In the mid-2000s, N.R. Narayana Murthy, the founder of Infosys, walked through a Sobha residential project in Bangalore called Sobha Sapphire. He stopped. He asked who had built it. Around 2008, Infosys gave Sobha its first campus contract. The relationship that followed has built, among other things, the Infosys Global Education Centre in Mysore. Spread across the wider 337-acre campus, that one building is, by built-up area, the largest monolithic structure constructed in independent India. Over a million square feet under one roof. Designed by Hafeez Contractor. Built by Sobha.

Today, when 16,000 Infosys engineers walk through those hallways every year, they are walking through a building that exists because, three decades earlier, a Palakkad boy boarded a plane to a country he had never heard of.

The Lesson

In 2016, Menon and his wife Sobha quietly walked into a room in California and signed the Giving Pledge, committing at least half their wealth to charity. They were among the first Indian-origin couples on the list.

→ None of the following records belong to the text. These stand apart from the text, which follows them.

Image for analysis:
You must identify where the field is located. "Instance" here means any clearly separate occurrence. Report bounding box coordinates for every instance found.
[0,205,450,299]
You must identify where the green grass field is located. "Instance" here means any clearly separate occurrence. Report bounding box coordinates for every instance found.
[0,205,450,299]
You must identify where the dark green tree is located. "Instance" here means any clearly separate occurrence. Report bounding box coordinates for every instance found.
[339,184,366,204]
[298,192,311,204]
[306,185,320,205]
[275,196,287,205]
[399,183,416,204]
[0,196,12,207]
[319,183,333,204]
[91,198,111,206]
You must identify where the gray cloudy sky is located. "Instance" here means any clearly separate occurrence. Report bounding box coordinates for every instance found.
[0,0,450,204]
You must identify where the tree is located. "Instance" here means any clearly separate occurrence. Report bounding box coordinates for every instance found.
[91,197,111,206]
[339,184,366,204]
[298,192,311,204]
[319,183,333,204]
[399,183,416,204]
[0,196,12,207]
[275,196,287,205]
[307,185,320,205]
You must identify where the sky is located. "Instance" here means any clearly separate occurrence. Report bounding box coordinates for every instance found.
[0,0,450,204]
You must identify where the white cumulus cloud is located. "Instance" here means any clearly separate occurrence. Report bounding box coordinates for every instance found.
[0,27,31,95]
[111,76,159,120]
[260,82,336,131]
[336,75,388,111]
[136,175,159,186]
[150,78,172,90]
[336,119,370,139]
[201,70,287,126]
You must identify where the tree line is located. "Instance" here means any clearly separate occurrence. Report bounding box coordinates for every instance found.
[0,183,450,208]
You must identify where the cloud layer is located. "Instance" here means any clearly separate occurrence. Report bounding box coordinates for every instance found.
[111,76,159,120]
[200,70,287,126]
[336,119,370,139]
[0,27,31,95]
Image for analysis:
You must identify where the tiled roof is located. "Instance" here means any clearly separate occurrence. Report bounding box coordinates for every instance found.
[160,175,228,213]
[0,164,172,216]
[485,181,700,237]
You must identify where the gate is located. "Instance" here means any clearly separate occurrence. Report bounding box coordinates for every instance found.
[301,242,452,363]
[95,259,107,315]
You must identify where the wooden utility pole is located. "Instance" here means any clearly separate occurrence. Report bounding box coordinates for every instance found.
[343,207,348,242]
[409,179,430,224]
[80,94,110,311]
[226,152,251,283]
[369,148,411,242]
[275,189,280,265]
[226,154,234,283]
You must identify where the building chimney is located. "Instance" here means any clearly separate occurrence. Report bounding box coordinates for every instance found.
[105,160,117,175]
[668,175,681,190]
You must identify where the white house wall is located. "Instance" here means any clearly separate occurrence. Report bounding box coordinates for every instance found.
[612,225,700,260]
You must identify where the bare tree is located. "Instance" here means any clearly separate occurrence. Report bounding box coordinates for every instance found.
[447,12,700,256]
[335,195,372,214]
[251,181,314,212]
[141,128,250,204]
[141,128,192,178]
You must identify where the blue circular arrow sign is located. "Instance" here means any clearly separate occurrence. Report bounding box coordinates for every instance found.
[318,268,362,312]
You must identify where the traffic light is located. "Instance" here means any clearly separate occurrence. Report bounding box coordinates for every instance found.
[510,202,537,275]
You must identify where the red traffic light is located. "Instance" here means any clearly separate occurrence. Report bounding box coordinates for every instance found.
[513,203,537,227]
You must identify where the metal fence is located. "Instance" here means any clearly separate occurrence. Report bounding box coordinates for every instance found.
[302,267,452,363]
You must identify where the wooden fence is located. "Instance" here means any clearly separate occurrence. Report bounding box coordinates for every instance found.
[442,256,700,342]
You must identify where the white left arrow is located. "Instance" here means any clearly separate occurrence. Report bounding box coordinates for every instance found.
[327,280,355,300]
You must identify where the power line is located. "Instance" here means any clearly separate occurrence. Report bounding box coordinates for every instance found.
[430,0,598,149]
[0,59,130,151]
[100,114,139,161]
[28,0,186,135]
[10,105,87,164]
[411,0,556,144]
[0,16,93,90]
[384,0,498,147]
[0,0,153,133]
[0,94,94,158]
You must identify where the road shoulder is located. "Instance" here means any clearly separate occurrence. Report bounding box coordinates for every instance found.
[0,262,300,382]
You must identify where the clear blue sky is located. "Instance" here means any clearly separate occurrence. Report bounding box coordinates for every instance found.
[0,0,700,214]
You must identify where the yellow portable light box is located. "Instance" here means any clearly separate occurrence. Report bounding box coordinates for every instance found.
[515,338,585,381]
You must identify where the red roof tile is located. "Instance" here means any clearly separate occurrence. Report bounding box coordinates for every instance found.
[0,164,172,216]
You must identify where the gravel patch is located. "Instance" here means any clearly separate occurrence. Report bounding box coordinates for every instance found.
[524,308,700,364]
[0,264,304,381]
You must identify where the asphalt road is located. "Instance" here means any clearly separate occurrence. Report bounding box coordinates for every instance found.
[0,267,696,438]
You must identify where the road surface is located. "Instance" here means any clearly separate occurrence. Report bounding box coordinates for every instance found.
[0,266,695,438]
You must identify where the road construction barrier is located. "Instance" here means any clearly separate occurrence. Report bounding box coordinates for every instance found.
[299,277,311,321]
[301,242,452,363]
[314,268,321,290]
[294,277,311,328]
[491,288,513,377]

The temptation, when you read a story like Menon’s, is to package it as a parable about courage. The boy from Palakkad with Rs 50 in his pocket. The flight to a country he had never heard of. All of that is true, and all of it understates the real lesson.

Menon’s career suggests that the most important professional doors of your life almost never look like doors when they first appear. They look like a coffee in a hotel lobby with a man you have no reason to meet. They look like a luxury apartment a software billionaire happens to walk through.

Opportunity rarely arrives by plan. It arrives by conversation.

The boy from Palakkad asked a question. “Where is the Sultanate of Oman?”

Fifty years later, the answer is everywhere his work stands.